Bilfinger SE
XETRA:GBF

Watchlist Manager
Bilfinger SE Logo
Bilfinger SE
XETRA:GBF
Watchlist
Price: 46.15 EUR 1.76% Market Closed
Market Cap: 1.7B EUR
Have any thoughts about
Bilfinger SE?
Write Note

Earnings Call Transcript

Earnings Call Transcript
2022-Q1

from 0
B
Bettina Schneider
executive

Ladies and gentlemen, a warm welcome to our conference call on Bilfinger's Q1 '22 figures. My name is Bettina Schneider, and I will meet you through this call. With me here in the room are Thomas Schulz, our new CEO; Christina Johansson, our CFO; and Duncan Hall, our COO. After the presentation of Christina and Thomas, all 3 executive Board members are happy to take your questions. [Operator Instructions] and the conference call is being recorded. [Operator Instructions] Last comment, as we have our AGM today, we ask for your understanding that we will conclude the call latest by 9:00, but we're happy to take your questions in the next days.

With this, I would like to hand over to Thomas Schulz, CEO of Bilfinger.

T
Thomas Schulz
executive

Good morning, everybody. Let's start directly with the overview. We had a good start to the year, which underpins the positive full year expectation.

The market, the customers' demand is especially driven by higher energy prices and change in the energy mix. If we look into the figures, 10% organic growth in order intake, 14% organic growth in revenue and an 0.9% EBITA margin which was stable despite provision for the Russian phaseout situation. On the cash, based on seasonality and higher working capital demands at the beginning of the year, we ended on a minus EUR 76 million. The outlook for 2022 is confirmed. Revenue with significant growth and EBITA with significant operational improvement.
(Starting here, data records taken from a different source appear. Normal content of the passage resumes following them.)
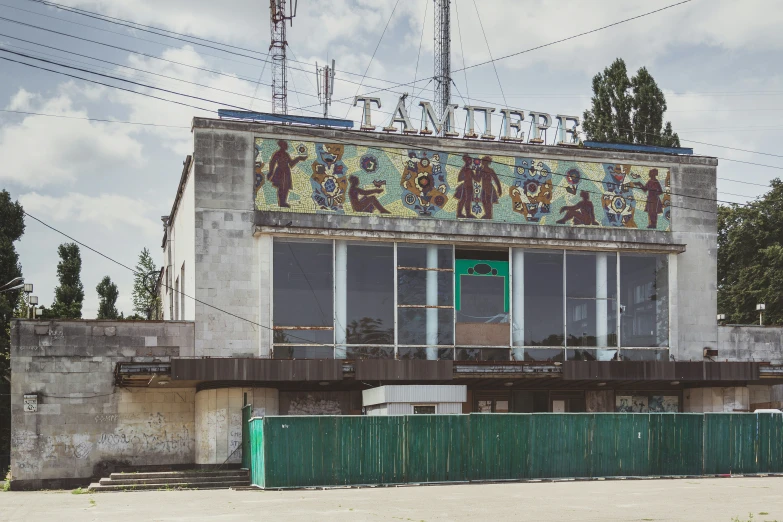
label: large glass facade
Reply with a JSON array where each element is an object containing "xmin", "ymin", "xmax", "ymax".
[{"xmin": 273, "ymin": 238, "xmax": 669, "ymax": 361}]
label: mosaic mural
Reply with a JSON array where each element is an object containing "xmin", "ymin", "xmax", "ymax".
[{"xmin": 254, "ymin": 138, "xmax": 671, "ymax": 231}]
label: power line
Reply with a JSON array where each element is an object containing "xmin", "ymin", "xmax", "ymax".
[
  {"xmin": 472, "ymin": 0, "xmax": 508, "ymax": 109},
  {"xmin": 0, "ymin": 49, "xmax": 783, "ymax": 205},
  {"xmin": 22, "ymin": 210, "xmax": 331, "ymax": 347},
  {"xmin": 0, "ymin": 109, "xmax": 190, "ymax": 129},
  {"xmin": 452, "ymin": 0, "xmax": 691, "ymax": 72},
  {"xmin": 345, "ymin": 0, "xmax": 400, "ymax": 118}
]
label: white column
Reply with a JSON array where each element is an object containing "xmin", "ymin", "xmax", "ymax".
[
  {"xmin": 426, "ymin": 245, "xmax": 438, "ymax": 361},
  {"xmin": 334, "ymin": 241, "xmax": 348, "ymax": 359},
  {"xmin": 595, "ymin": 253, "xmax": 609, "ymax": 348},
  {"xmin": 511, "ymin": 248, "xmax": 525, "ymax": 361}
]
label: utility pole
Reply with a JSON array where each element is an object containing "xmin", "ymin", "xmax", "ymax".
[
  {"xmin": 269, "ymin": 0, "xmax": 297, "ymax": 114},
  {"xmin": 433, "ymin": 0, "xmax": 453, "ymax": 135},
  {"xmin": 315, "ymin": 60, "xmax": 334, "ymax": 118}
]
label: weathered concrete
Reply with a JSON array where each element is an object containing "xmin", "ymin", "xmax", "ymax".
[
  {"xmin": 717, "ymin": 325, "xmax": 783, "ymax": 364},
  {"xmin": 0, "ymin": 477, "xmax": 783, "ymax": 522},
  {"xmin": 196, "ymin": 388, "xmax": 278, "ymax": 464},
  {"xmin": 11, "ymin": 320, "xmax": 195, "ymax": 488}
]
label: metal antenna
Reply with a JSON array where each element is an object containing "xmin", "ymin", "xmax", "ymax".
[
  {"xmin": 269, "ymin": 0, "xmax": 297, "ymax": 114},
  {"xmin": 315, "ymin": 60, "xmax": 334, "ymax": 118},
  {"xmin": 433, "ymin": 0, "xmax": 451, "ymax": 134}
]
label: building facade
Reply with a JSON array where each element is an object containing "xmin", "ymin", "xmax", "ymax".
[{"xmin": 7, "ymin": 118, "xmax": 783, "ymax": 487}]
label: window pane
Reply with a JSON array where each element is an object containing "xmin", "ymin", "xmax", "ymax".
[
  {"xmin": 566, "ymin": 252, "xmax": 617, "ymax": 346},
  {"xmin": 272, "ymin": 238, "xmax": 334, "ymax": 324},
  {"xmin": 397, "ymin": 269, "xmax": 454, "ymax": 306},
  {"xmin": 524, "ymin": 252, "xmax": 563, "ymax": 346},
  {"xmin": 620, "ymin": 255, "xmax": 669, "ymax": 347},
  {"xmin": 397, "ymin": 244, "xmax": 454, "ymax": 268},
  {"xmin": 274, "ymin": 346, "xmax": 334, "ymax": 359},
  {"xmin": 346, "ymin": 244, "xmax": 394, "ymax": 344},
  {"xmin": 397, "ymin": 308, "xmax": 454, "ymax": 345}
]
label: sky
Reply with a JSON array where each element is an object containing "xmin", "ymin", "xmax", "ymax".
[{"xmin": 0, "ymin": 0, "xmax": 783, "ymax": 318}]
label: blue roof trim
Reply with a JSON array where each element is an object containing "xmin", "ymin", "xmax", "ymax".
[
  {"xmin": 584, "ymin": 141, "xmax": 693, "ymax": 156},
  {"xmin": 218, "ymin": 109, "xmax": 353, "ymax": 129}
]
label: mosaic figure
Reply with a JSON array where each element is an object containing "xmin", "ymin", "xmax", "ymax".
[
  {"xmin": 402, "ymin": 151, "xmax": 449, "ymax": 217},
  {"xmin": 509, "ymin": 154, "xmax": 552, "ymax": 219},
  {"xmin": 634, "ymin": 169, "xmax": 663, "ymax": 228},
  {"xmin": 266, "ymin": 140, "xmax": 307, "ymax": 208},
  {"xmin": 557, "ymin": 190, "xmax": 599, "ymax": 225},
  {"xmin": 348, "ymin": 176, "xmax": 391, "ymax": 214},
  {"xmin": 310, "ymin": 143, "xmax": 348, "ymax": 213},
  {"xmin": 473, "ymin": 156, "xmax": 503, "ymax": 219},
  {"xmin": 454, "ymin": 154, "xmax": 476, "ymax": 218},
  {"xmin": 601, "ymin": 163, "xmax": 636, "ymax": 228}
]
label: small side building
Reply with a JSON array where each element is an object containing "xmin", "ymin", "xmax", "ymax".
[{"xmin": 362, "ymin": 385, "xmax": 468, "ymax": 415}]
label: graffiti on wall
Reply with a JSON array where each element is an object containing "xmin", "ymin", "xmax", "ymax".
[{"xmin": 254, "ymin": 138, "xmax": 671, "ymax": 231}]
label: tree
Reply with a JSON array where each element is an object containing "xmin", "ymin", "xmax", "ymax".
[
  {"xmin": 95, "ymin": 276, "xmax": 119, "ymax": 319},
  {"xmin": 718, "ymin": 179, "xmax": 783, "ymax": 325},
  {"xmin": 133, "ymin": 248, "xmax": 160, "ymax": 321},
  {"xmin": 45, "ymin": 243, "xmax": 84, "ymax": 319},
  {"xmin": 583, "ymin": 58, "xmax": 680, "ymax": 147},
  {"xmin": 0, "ymin": 190, "xmax": 24, "ymax": 477}
]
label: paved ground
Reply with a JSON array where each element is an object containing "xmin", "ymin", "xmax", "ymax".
[{"xmin": 0, "ymin": 477, "xmax": 783, "ymax": 522}]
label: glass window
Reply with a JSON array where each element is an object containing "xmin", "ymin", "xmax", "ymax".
[
  {"xmin": 346, "ymin": 243, "xmax": 394, "ymax": 345},
  {"xmin": 566, "ymin": 252, "xmax": 617, "ymax": 347},
  {"xmin": 620, "ymin": 254, "xmax": 669, "ymax": 346},
  {"xmin": 524, "ymin": 251, "xmax": 563, "ymax": 346},
  {"xmin": 272, "ymin": 238, "xmax": 334, "ymax": 328}
]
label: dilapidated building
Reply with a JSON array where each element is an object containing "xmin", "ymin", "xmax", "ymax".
[{"xmin": 12, "ymin": 118, "xmax": 783, "ymax": 487}]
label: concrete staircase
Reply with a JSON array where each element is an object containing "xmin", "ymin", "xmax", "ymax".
[{"xmin": 88, "ymin": 469, "xmax": 250, "ymax": 493}]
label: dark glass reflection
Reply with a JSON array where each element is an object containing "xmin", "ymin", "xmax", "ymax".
[
  {"xmin": 397, "ymin": 308, "xmax": 454, "ymax": 345},
  {"xmin": 273, "ymin": 239, "xmax": 334, "ymax": 328},
  {"xmin": 566, "ymin": 252, "xmax": 617, "ymax": 346},
  {"xmin": 524, "ymin": 252, "xmax": 563, "ymax": 346},
  {"xmin": 346, "ymin": 244, "xmax": 394, "ymax": 344},
  {"xmin": 620, "ymin": 255, "xmax": 669, "ymax": 348}
]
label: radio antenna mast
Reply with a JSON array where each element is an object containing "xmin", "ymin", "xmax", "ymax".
[
  {"xmin": 433, "ymin": 0, "xmax": 452, "ymax": 134},
  {"xmin": 269, "ymin": 0, "xmax": 297, "ymax": 114},
  {"xmin": 315, "ymin": 60, "xmax": 334, "ymax": 118}
]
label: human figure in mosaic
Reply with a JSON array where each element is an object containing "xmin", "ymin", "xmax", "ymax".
[
  {"xmin": 266, "ymin": 140, "xmax": 307, "ymax": 208},
  {"xmin": 476, "ymin": 156, "xmax": 502, "ymax": 219},
  {"xmin": 557, "ymin": 190, "xmax": 599, "ymax": 225},
  {"xmin": 348, "ymin": 176, "xmax": 391, "ymax": 214},
  {"xmin": 454, "ymin": 154, "xmax": 476, "ymax": 218},
  {"xmin": 634, "ymin": 169, "xmax": 663, "ymax": 228}
]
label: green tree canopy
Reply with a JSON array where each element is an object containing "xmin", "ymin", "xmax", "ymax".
[
  {"xmin": 0, "ymin": 190, "xmax": 24, "ymax": 477},
  {"xmin": 582, "ymin": 58, "xmax": 680, "ymax": 147},
  {"xmin": 133, "ymin": 248, "xmax": 160, "ymax": 320},
  {"xmin": 45, "ymin": 243, "xmax": 84, "ymax": 319},
  {"xmin": 718, "ymin": 179, "xmax": 783, "ymax": 325},
  {"xmin": 95, "ymin": 276, "xmax": 119, "ymax": 319}
]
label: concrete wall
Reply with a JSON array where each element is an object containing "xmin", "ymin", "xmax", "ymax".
[
  {"xmin": 669, "ymin": 160, "xmax": 718, "ymax": 361},
  {"xmin": 192, "ymin": 128, "xmax": 260, "ymax": 357},
  {"xmin": 682, "ymin": 386, "xmax": 750, "ymax": 413},
  {"xmin": 717, "ymin": 326, "xmax": 783, "ymax": 364},
  {"xmin": 195, "ymin": 388, "xmax": 278, "ymax": 464},
  {"xmin": 11, "ymin": 320, "xmax": 195, "ymax": 488}
]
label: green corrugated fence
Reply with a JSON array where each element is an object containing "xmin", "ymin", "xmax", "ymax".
[{"xmin": 249, "ymin": 413, "xmax": 783, "ymax": 488}]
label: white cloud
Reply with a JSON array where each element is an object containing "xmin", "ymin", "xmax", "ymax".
[
  {"xmin": 19, "ymin": 192, "xmax": 162, "ymax": 238},
  {"xmin": 0, "ymin": 84, "xmax": 143, "ymax": 187}
]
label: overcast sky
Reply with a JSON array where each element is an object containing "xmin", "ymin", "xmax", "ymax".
[{"xmin": 0, "ymin": 0, "xmax": 783, "ymax": 318}]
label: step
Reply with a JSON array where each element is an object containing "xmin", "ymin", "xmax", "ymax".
[
  {"xmin": 109, "ymin": 469, "xmax": 250, "ymax": 480},
  {"xmin": 99, "ymin": 473, "xmax": 250, "ymax": 486},
  {"xmin": 88, "ymin": 480, "xmax": 250, "ymax": 493}
]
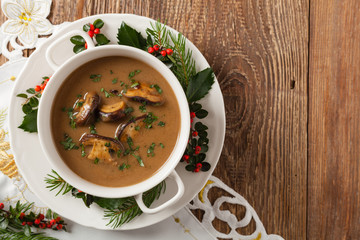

And now we go to the markets. Let's start with the chemicals and petrochem that stands for 30% of our revenue based on the year 2021. The overall trend is, yes, flat to good. We have larger investments expected going forward, especially associated with renewable carbon and reduction in batteries. But when we look into, we have overall an increasing demand for sustainable industrial services especially where we as Bilfinger are strong in the combined services, there, we see an increase in demand.

You see on the slide on the right side, an example of that, what we do here, it's for INEOS and InnoVen where we do on 3 production facilities in Norway, a comprehensive turnaround with 800 workers for 8 weeks. There, we can play our full potential with our numerous different trades and competencies like inspection, insulation, mechanics, et cetera.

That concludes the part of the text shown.